Created by Yutaro Shido with an original story by Syuichi Tsukishima and character design by Mokyu, the volume has Allen and Lia heading to school for another day of witchblade training. The Yen Press manga, translated by Daniel Luke Hutton and lettered by Arbash Mughal, cranks up to mayhem because it’s the start of club recruiting, and groups are out in force on campus. Within four chapters, The 100-Million-Year Button Volume 4 moves from school challenges to beach battles and assassination attempts, ensuring little boredom.

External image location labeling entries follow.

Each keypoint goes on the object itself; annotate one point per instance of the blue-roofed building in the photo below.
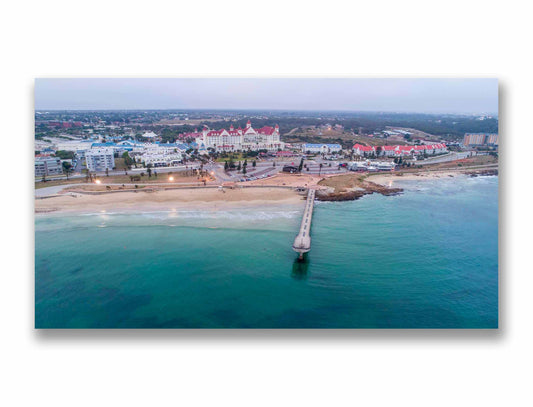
(321, 148)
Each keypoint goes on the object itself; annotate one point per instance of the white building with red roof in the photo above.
(264, 138)
(397, 151)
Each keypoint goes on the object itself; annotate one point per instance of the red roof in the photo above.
(363, 148)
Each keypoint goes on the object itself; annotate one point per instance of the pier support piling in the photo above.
(302, 242)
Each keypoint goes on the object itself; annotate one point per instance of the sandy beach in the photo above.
(208, 198)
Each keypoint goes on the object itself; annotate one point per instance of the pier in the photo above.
(302, 242)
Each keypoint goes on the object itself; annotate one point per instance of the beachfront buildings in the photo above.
(399, 151)
(480, 139)
(247, 139)
(100, 159)
(321, 148)
(48, 166)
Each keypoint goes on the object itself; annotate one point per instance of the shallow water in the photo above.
(425, 259)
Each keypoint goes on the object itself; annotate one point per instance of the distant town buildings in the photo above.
(399, 151)
(480, 139)
(321, 148)
(47, 166)
(100, 159)
(247, 139)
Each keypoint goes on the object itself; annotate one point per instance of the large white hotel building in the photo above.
(264, 138)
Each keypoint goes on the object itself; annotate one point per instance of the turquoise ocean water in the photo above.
(425, 259)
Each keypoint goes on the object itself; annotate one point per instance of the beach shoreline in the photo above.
(160, 200)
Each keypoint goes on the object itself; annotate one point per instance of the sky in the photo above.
(424, 95)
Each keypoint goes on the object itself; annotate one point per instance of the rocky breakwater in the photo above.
(351, 187)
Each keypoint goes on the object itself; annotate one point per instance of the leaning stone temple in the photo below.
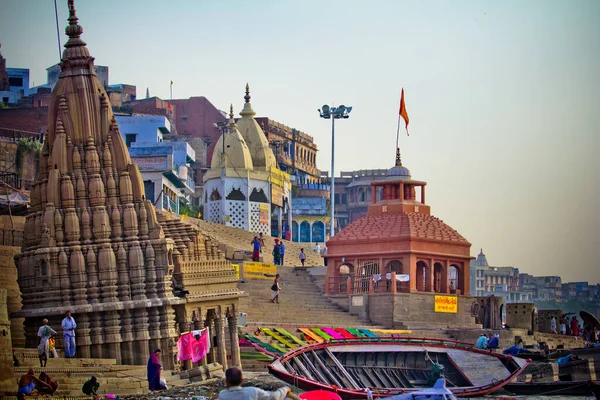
(93, 244)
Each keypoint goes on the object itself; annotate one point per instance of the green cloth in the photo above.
(90, 387)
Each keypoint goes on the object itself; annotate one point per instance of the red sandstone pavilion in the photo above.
(399, 241)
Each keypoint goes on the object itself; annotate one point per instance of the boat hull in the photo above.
(575, 388)
(316, 367)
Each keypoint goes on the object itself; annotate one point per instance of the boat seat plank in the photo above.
(321, 333)
(367, 333)
(355, 332)
(331, 332)
(267, 346)
(312, 335)
(344, 333)
(280, 338)
(479, 369)
(290, 336)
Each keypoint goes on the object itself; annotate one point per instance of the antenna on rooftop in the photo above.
(57, 30)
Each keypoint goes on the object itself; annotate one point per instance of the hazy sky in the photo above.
(503, 96)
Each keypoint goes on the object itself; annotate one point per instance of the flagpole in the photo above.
(398, 134)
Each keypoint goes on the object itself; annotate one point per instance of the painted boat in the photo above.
(567, 388)
(393, 366)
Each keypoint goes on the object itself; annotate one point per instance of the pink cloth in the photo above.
(200, 347)
(331, 332)
(184, 347)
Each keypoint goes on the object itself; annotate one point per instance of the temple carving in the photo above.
(96, 247)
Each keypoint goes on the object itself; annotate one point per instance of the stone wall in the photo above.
(7, 378)
(410, 311)
(520, 315)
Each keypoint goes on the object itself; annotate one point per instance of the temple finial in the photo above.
(74, 30)
(247, 96)
(398, 160)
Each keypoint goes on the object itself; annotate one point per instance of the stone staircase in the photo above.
(300, 304)
(72, 373)
(234, 240)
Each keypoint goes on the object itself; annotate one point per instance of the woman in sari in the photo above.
(154, 369)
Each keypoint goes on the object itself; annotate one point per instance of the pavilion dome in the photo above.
(237, 154)
(262, 155)
(481, 259)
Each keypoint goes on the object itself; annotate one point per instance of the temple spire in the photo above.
(398, 159)
(247, 111)
(76, 53)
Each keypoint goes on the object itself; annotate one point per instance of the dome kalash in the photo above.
(400, 236)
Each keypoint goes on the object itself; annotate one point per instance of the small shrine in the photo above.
(400, 248)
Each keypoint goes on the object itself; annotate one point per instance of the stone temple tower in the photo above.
(96, 247)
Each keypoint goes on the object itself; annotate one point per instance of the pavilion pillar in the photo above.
(429, 277)
(221, 350)
(235, 344)
(412, 265)
(445, 277)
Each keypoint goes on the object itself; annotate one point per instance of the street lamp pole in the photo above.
(334, 113)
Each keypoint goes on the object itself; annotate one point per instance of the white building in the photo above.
(244, 186)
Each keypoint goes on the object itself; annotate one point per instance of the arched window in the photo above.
(421, 276)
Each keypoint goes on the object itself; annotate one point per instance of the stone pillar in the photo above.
(199, 325)
(7, 376)
(429, 277)
(235, 345)
(221, 350)
(210, 323)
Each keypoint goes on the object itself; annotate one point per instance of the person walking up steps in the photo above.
(69, 327)
(275, 288)
(302, 256)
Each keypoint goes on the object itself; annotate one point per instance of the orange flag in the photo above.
(403, 112)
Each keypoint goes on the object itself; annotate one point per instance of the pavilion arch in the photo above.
(438, 273)
(454, 277)
(395, 266)
(304, 232)
(421, 275)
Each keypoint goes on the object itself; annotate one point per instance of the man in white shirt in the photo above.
(235, 391)
(69, 327)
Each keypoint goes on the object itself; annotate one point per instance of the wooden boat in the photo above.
(393, 366)
(561, 388)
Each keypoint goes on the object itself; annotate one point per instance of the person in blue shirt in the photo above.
(481, 342)
(493, 343)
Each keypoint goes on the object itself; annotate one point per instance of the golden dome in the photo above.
(235, 153)
(262, 155)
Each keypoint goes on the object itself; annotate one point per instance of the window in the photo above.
(129, 138)
(15, 81)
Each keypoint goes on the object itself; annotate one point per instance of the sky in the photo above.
(503, 96)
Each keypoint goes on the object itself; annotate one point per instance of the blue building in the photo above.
(165, 166)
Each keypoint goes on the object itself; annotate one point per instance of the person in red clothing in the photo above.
(574, 326)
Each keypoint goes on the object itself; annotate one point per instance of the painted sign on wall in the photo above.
(150, 163)
(447, 304)
(257, 270)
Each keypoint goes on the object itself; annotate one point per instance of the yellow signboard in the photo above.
(447, 304)
(257, 270)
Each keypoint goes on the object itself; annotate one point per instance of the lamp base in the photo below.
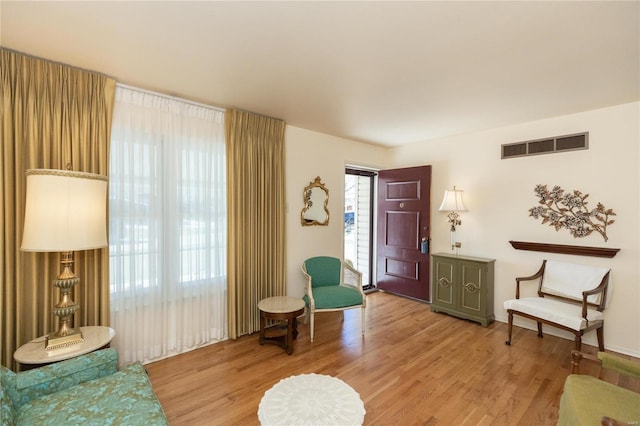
(57, 342)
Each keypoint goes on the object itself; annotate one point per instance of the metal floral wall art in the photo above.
(569, 210)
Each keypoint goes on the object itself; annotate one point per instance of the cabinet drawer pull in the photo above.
(471, 287)
(444, 282)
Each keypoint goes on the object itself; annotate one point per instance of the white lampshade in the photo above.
(65, 211)
(452, 201)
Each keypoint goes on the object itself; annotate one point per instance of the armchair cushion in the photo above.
(331, 297)
(325, 270)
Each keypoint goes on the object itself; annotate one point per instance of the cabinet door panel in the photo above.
(471, 287)
(444, 285)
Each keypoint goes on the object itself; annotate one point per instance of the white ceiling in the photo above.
(387, 73)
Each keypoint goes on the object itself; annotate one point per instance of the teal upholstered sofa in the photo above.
(87, 390)
(587, 400)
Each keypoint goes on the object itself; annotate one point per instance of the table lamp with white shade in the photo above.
(66, 211)
(453, 203)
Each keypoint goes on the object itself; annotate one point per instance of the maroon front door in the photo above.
(403, 221)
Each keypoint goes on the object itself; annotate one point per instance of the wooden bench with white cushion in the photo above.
(570, 297)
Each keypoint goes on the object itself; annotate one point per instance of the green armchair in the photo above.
(332, 285)
(587, 400)
(87, 390)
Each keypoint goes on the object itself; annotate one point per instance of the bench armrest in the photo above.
(53, 378)
(530, 278)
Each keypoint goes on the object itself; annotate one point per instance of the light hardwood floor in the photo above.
(413, 367)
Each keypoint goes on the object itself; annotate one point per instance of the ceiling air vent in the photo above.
(546, 146)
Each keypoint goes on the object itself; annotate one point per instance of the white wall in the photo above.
(498, 194)
(310, 154)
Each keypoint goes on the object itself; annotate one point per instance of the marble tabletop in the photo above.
(281, 304)
(94, 337)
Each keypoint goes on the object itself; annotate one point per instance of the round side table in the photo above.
(33, 352)
(280, 308)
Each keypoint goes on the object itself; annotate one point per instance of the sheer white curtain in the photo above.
(167, 225)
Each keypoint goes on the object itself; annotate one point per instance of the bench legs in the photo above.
(508, 342)
(578, 334)
(600, 334)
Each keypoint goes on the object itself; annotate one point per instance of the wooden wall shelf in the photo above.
(565, 249)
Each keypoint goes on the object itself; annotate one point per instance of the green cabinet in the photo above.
(463, 286)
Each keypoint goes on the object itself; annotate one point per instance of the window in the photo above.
(358, 221)
(167, 226)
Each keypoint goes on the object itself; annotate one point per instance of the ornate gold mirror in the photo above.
(316, 200)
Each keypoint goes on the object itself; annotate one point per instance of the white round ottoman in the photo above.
(311, 399)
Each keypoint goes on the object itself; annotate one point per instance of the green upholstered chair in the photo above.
(332, 285)
(587, 400)
(86, 390)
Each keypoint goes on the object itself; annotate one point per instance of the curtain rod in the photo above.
(175, 98)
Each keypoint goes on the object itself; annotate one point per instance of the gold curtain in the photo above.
(256, 216)
(52, 115)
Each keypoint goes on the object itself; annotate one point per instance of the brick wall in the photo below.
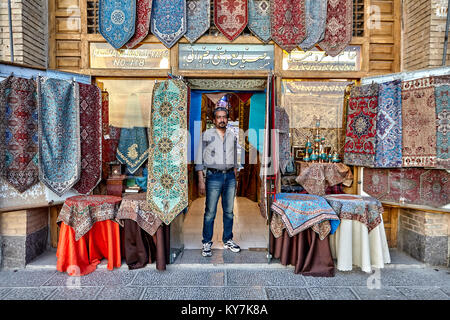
(423, 33)
(30, 32)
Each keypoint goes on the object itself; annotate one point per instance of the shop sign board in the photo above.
(242, 57)
(151, 56)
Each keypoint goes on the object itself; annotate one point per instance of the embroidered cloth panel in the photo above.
(301, 211)
(133, 207)
(59, 134)
(81, 212)
(366, 210)
(19, 133)
(116, 21)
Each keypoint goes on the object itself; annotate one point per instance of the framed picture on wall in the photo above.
(299, 153)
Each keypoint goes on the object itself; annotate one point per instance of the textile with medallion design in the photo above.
(339, 27)
(442, 93)
(143, 11)
(287, 19)
(116, 21)
(90, 137)
(302, 211)
(59, 134)
(360, 142)
(198, 19)
(316, 16)
(419, 186)
(19, 133)
(259, 19)
(230, 17)
(133, 148)
(168, 20)
(419, 123)
(388, 152)
(81, 212)
(167, 189)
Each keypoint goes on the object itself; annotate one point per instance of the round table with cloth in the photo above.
(360, 238)
(143, 233)
(88, 233)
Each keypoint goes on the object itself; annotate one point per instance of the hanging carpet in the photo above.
(143, 11)
(198, 19)
(419, 123)
(259, 19)
(288, 23)
(339, 27)
(360, 142)
(168, 20)
(389, 126)
(116, 21)
(167, 191)
(315, 21)
(133, 147)
(90, 138)
(230, 17)
(59, 134)
(19, 133)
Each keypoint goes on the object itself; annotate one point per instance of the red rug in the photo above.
(288, 23)
(230, 17)
(143, 11)
(90, 138)
(419, 123)
(339, 28)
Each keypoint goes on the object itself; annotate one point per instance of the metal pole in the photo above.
(11, 41)
(444, 57)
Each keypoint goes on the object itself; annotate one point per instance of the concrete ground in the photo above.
(226, 276)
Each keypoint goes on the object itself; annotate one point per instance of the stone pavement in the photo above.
(226, 276)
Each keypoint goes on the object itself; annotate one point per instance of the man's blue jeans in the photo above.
(219, 184)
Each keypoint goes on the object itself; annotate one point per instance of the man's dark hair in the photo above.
(220, 109)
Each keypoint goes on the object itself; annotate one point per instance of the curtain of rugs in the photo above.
(53, 131)
(289, 23)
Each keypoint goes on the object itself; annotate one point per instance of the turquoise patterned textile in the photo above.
(259, 19)
(59, 134)
(167, 188)
(168, 20)
(198, 19)
(116, 21)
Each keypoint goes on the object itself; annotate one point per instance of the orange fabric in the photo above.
(81, 257)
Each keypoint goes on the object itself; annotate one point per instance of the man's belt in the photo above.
(222, 171)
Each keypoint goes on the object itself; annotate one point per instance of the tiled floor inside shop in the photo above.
(250, 230)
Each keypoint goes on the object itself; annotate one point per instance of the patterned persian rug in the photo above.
(339, 28)
(198, 19)
(287, 19)
(442, 94)
(230, 17)
(59, 134)
(133, 147)
(167, 191)
(418, 186)
(419, 123)
(143, 11)
(116, 21)
(302, 211)
(168, 20)
(259, 19)
(360, 142)
(90, 138)
(389, 126)
(316, 16)
(19, 133)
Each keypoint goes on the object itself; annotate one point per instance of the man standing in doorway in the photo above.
(218, 157)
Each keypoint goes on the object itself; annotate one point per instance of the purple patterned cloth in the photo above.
(388, 152)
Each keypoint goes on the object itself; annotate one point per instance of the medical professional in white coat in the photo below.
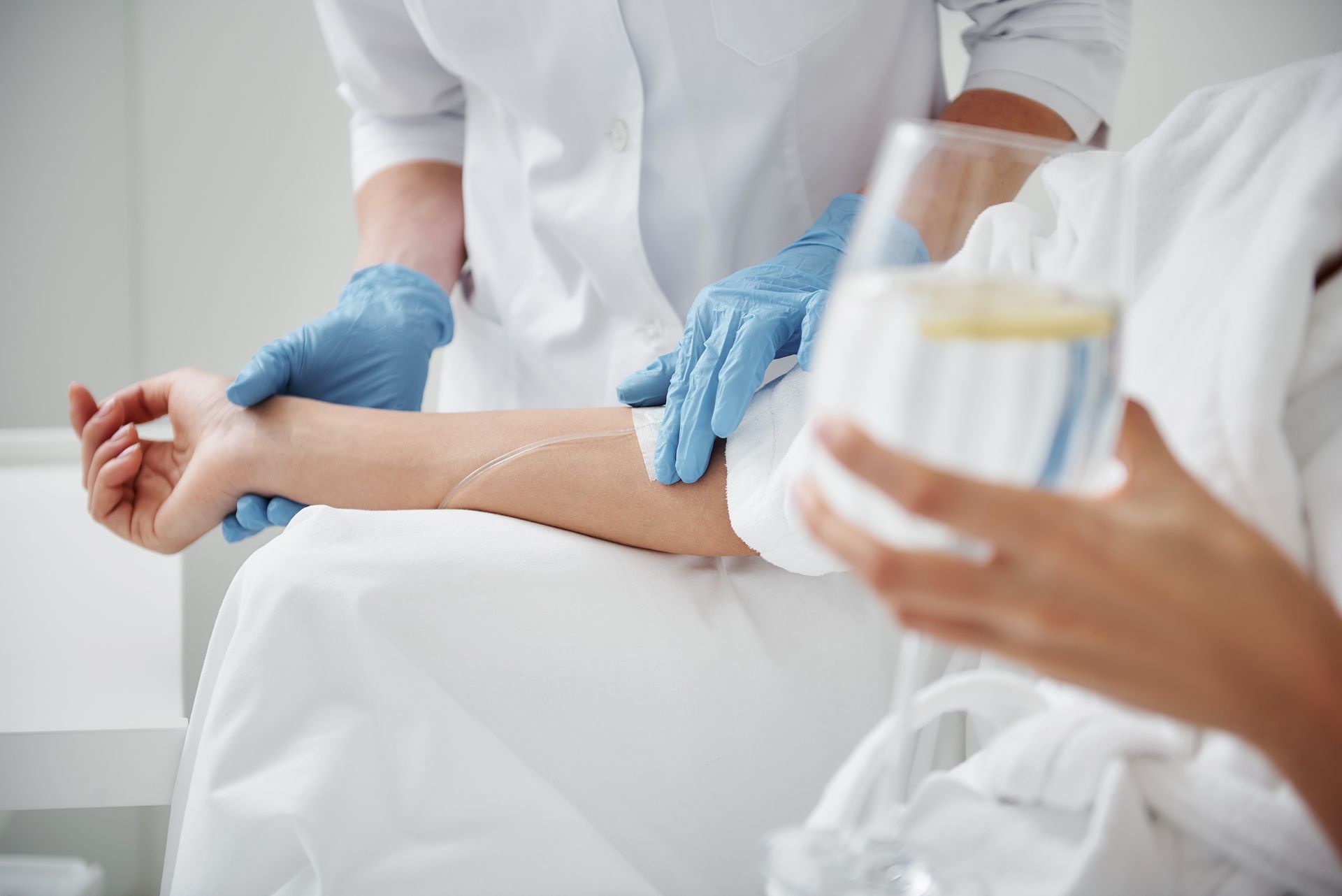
(630, 182)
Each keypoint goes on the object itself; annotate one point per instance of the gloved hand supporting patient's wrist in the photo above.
(370, 350)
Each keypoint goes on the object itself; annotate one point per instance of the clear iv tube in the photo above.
(525, 449)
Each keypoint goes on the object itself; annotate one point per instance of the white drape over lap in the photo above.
(430, 702)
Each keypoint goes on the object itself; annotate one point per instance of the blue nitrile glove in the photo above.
(736, 328)
(370, 350)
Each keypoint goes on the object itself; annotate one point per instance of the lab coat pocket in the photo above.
(765, 31)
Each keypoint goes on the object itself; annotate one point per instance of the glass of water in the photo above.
(996, 359)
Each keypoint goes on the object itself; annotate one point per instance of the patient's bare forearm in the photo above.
(357, 458)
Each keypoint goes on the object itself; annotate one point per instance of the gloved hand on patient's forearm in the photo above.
(735, 329)
(372, 350)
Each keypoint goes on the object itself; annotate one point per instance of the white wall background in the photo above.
(173, 191)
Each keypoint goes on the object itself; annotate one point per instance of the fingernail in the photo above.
(827, 431)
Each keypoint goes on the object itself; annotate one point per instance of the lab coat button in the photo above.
(654, 333)
(619, 134)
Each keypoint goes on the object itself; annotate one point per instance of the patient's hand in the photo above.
(161, 496)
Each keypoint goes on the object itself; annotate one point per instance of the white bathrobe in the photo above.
(447, 702)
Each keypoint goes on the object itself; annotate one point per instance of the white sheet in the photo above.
(449, 702)
(453, 702)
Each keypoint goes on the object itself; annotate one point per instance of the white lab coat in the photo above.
(621, 156)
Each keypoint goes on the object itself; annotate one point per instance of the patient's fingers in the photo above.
(120, 440)
(145, 400)
(1004, 515)
(109, 502)
(82, 407)
(97, 431)
(916, 579)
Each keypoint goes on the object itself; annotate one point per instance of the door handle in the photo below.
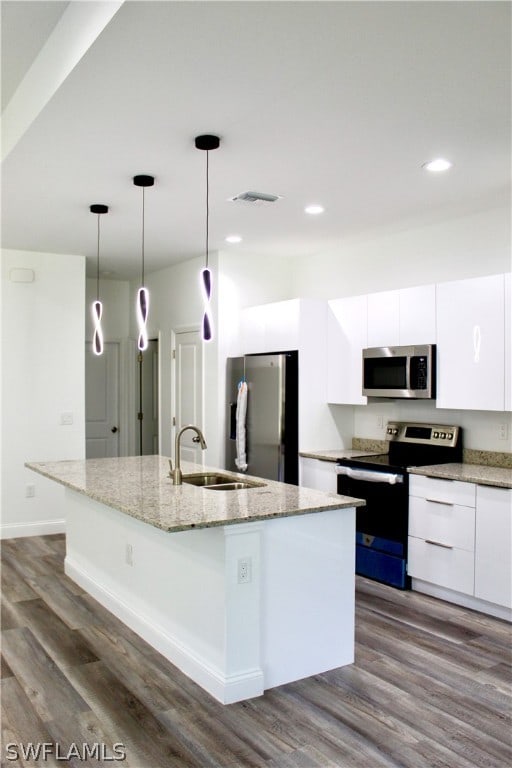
(438, 544)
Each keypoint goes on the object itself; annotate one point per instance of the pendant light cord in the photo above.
(207, 205)
(143, 211)
(98, 263)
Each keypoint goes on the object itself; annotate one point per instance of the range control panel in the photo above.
(425, 434)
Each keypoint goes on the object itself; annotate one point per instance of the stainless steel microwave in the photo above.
(408, 372)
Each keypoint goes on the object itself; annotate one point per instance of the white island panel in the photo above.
(182, 592)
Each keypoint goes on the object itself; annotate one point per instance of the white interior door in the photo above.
(189, 391)
(102, 402)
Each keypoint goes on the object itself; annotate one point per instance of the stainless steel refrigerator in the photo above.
(270, 426)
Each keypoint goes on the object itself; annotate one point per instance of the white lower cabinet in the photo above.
(317, 474)
(460, 542)
(493, 576)
(442, 533)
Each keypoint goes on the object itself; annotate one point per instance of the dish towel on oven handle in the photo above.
(369, 476)
(241, 413)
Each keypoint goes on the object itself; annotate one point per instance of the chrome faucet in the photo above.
(176, 473)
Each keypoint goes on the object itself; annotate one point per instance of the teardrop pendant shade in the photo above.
(142, 309)
(206, 286)
(207, 328)
(97, 339)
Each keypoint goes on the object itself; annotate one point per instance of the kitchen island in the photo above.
(242, 589)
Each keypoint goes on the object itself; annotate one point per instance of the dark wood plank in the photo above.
(20, 723)
(65, 646)
(431, 686)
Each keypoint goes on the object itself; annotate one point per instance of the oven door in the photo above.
(382, 524)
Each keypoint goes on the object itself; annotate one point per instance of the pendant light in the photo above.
(97, 306)
(142, 305)
(207, 142)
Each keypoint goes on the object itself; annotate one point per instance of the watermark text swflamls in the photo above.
(42, 750)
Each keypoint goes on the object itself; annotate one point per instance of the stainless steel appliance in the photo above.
(262, 418)
(400, 371)
(383, 481)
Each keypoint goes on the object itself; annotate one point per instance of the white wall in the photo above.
(468, 246)
(42, 378)
(176, 305)
(458, 248)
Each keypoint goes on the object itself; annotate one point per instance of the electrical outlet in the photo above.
(244, 570)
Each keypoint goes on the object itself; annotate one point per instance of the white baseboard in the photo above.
(466, 601)
(227, 689)
(41, 528)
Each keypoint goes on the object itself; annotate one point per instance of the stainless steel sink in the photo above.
(220, 482)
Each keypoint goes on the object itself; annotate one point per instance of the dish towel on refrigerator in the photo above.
(241, 412)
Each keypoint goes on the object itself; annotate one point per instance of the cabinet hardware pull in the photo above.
(438, 544)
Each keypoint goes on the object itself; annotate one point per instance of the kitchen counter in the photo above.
(242, 590)
(468, 473)
(141, 487)
(335, 454)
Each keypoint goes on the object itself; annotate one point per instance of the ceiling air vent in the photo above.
(258, 198)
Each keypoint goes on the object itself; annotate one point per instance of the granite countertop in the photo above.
(140, 486)
(335, 454)
(468, 473)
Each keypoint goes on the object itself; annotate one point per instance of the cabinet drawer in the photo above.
(450, 491)
(449, 524)
(450, 568)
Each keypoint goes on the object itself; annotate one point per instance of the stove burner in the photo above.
(382, 525)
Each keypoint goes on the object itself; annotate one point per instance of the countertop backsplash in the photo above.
(487, 458)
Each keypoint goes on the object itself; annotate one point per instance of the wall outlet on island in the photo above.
(244, 570)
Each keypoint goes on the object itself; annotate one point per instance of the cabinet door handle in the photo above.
(437, 544)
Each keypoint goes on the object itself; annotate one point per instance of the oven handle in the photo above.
(370, 476)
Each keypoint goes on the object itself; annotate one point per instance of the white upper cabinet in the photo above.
(384, 319)
(346, 339)
(271, 327)
(403, 317)
(418, 315)
(471, 344)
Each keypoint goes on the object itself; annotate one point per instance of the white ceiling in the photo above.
(331, 102)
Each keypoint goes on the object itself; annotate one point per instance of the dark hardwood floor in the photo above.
(431, 686)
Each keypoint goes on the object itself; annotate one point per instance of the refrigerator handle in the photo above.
(232, 421)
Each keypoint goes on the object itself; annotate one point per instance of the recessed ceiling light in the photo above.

The 100-Million-Year Button Volume 4 Satirizes Club Recruitment
It’s understandable, as club funds often depend on the amount of members. So, many students will recall experiencing club bombardment as they jockey for one’s attention. Here, it’s overwhelming in a mental and physical sense. Various clubs, from judo to cheering, charge at Allen and Lia. Of course, by the time they reach class, fliers are plastered all over them. Though unclear how this level of force helps with headhunting new members, but no one can deny these members’ zeal. It’s like strangers who harass folks for signatures and donations. But instead of one demanding person, try a dozen all charging at you.
This light humor soon segues into actual stakes. After recruiting comes funding, but this school determines funding by clubs fighting, and the winning club gets the most. Still, though there’s action and readers glimpse Allen’s soul attire about to bust free, it’s all in good fun. The 100-Million-Year Button Volume 4 keeps an essentially fun and exciting flow until the trio, Allen, Lia, and Rose, head to the beach with the three girls who head the student council, Shii, Tirith, and Lilum.
Battles With a Side of Ecchi
The beach setting feels like it only exists for the ecchi moments with Allen surrounded by Lia and Rose with the addition of Shii, Tirith, and Lilum from the student council. Those moments do not detract from the series, but they also do not feel genuine. It makes each girl interchangeable. An assassination attempt out of the blue returns the action, but there’s little explanation for now. Hopefully, the series does not drag it out to keep readers returning and focuses on building the trio at the story’s center.
The 100-Million-Year Button Volume 4 adds new characters and adventures. However, relationships need to expand beyond fights and ecchi moments. Most of the conversations do not add any enlightening character traits. Aside from Allen’s button journey, there are few details to discern between the characters. With so many battles and more on the horizon, The 100-Million-Year Button Volume 4 builds up danger and drama, even as it skirts character development.